Another example of the often precarious situation for women and girls is the recent shocking reports of sexual violence and the exploitation of refugee children in West Africa. I trust the appropriate UN institutions, in particular the UNHCR, is pursuing this matter with the required urgency. Avoiding such abhorrent breaches of the rights of women and girls requires that the needs of civilians be mainstreamed into our day-to-day activities. The Security Council is currently engaged in developing an aidememoire on issues pertaining to the protection of civilians in armed conflict. A separate section on the effects of armed conflict on women is being included in this document. It is also significant that this afternoon, for the first time, the UN Special Rapporteur on Violence Against Women, Ms. Radhika Coomaraswamy, will address an Arria meeting of the Security Council.
The Security Council will continue to address the needs and participation of women in its efforts to support peace and security in Afghanistan and in other conflicts on the Council's agenda.

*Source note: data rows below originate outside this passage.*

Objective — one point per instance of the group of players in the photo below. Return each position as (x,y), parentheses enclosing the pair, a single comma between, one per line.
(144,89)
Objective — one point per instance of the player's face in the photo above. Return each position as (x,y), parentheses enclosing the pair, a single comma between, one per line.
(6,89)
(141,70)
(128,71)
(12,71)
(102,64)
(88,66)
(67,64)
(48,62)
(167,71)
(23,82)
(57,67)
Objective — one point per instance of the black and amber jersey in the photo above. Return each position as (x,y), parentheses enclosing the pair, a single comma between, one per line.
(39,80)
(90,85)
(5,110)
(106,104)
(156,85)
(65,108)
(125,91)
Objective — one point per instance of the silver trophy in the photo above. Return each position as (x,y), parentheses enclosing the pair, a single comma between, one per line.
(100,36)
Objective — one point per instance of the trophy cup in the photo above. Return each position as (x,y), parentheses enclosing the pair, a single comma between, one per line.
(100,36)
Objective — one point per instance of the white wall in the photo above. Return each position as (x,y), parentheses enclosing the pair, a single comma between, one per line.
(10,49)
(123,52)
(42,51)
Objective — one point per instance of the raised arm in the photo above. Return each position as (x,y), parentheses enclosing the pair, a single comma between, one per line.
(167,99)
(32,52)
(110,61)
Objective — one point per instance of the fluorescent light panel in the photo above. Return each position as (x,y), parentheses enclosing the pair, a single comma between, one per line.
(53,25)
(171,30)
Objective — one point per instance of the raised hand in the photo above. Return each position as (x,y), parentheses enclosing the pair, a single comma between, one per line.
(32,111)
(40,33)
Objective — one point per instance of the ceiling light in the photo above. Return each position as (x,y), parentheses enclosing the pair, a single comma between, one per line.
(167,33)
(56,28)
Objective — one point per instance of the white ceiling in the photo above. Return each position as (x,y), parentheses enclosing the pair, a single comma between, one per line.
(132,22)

Let me add a few words in my national capacity. Norway is currently chairing the Afghanistan Support Group. The ASG is an informal group of donor countries, which was established in 1979 to contribute to reconciliation, social and economic development, and sustainable peace and progress in Afghanistan.
One of the ASG's priorities is to ensure peace and respect for human rights. This includes making substantial advances in women's rights and is based on the Bonn agreement. It is very important, however, that the ownership of the process must rest with the Afghan people. A safe environment for all Afghans, free from violence, discrimination and abuse, is a precondition for a viable and sustainable recovery and reconstruction process. The ASG strives to promote the best possible coordination of donor approaches and policies so as to maximize the impact of aid. In this connection the situation of women and girls in Afghanistan needs particular attention.
Finally, I would like to inform you that an Expert Seminar on "Improving the Security of Refugee and Displaced Women" was held in Oslo in January this year. You will find a summary of the findings and recommendations from the seminar at the back of the room.